Die Gerichtsmedizinerin Edith Tutsch-Bauer war vor Kurzem die Erste, die im Gespräch mit Andreas Gutenthaler, dem Direktor des Katholischen Bildungswerkes Salzburg, spannende Einblicke in ihre Arbeit gab. Im Zentrum des Abends stand Kaprun. Der Historiker Gerhard Ammerer rief anhand von Bildern und historischen Fernsehberichten das Kraftwerk Kaprun als Symbol für den Wiederaufbau nach dem Zweiten Weltkrieg in Erinnerung. Im Jahr 2000 ging Kaprun erneut in die Geschichte ein. Bei einem Seilbahnunglück kamen durch einen Brand 155 Menschen ums Leben. Auf die Frage, wie sie die Katastrophe heute empfindet, meint Tutsch-Bauer: "Es ist nach wie vor bedrückend, da es im gerichtsmedizinischen Bereich so etwas noch nie gegeben hat. Man musste aber organisieren und funktionieren." Tutsch-Bauer und ihr Team mussten damals schnell handeln - innerhalb von vier Tagen identifizierten sie die 155 Toten. Später im Büro, beim Ausstellen der Totenschaubefunde, ergaben sich die Verwandtschaftsverhältnisse der Opfer. "Da wurde uns klar, dass teilweise ganze Familien ausgelöscht wurden", schildert die Gerichtsmedizinerin.
Ihre Herangehensweise an die Klärung eines Todesfalls erfolge oft aus Sicht der Angehörigen, denn es sind Einzelschicksale. Die Todesursache zu klären sei wichtig, da oft Fragen bleiben, wenn keine Obduktion durchgeführt wird.
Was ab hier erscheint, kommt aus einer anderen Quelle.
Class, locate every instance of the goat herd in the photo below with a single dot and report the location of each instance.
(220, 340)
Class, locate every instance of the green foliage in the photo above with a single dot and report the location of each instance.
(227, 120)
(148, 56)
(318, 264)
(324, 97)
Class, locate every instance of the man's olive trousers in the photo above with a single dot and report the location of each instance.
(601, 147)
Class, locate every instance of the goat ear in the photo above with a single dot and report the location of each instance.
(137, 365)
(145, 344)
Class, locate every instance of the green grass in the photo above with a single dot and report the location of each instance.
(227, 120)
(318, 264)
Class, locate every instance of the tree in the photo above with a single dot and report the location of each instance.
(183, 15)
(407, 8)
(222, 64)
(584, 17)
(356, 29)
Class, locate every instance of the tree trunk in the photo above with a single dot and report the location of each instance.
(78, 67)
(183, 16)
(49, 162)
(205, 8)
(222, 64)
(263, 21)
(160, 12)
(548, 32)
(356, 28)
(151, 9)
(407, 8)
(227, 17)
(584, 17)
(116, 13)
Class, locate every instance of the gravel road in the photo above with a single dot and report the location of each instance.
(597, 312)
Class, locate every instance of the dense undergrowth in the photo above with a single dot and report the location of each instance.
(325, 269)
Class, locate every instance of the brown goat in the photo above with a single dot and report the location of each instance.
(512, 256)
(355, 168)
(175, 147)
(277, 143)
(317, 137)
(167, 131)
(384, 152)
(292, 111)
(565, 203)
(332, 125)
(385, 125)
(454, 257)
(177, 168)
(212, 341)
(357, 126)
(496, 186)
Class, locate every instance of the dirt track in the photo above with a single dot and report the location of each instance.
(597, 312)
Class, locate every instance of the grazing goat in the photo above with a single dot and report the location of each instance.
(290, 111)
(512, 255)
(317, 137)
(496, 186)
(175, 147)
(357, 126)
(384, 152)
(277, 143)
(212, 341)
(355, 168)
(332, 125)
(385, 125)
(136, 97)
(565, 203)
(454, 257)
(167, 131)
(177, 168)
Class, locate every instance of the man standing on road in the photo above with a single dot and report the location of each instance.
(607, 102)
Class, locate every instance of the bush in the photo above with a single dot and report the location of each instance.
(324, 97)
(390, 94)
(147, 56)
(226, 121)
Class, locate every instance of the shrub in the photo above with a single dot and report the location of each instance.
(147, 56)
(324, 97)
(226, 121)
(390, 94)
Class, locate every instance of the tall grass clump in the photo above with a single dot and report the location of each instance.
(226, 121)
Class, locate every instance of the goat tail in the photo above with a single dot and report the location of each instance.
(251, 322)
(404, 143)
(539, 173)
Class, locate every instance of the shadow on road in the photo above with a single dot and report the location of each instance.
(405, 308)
Über den persönlichen Umgang mit ihrer oft schwierigen Tätigkeit sagt Edith Tutsch-Bauer: "Wir reden viel miteinander im Institut. Manchmal gibt es Bilder, die raufkommen, ich nehme es aber nicht mit nach Hause. Und auch wenn es vielleicht komisch klingt, wir feiern, wenn ein Mord geklärt wurde und wir dazu beigetragen haben."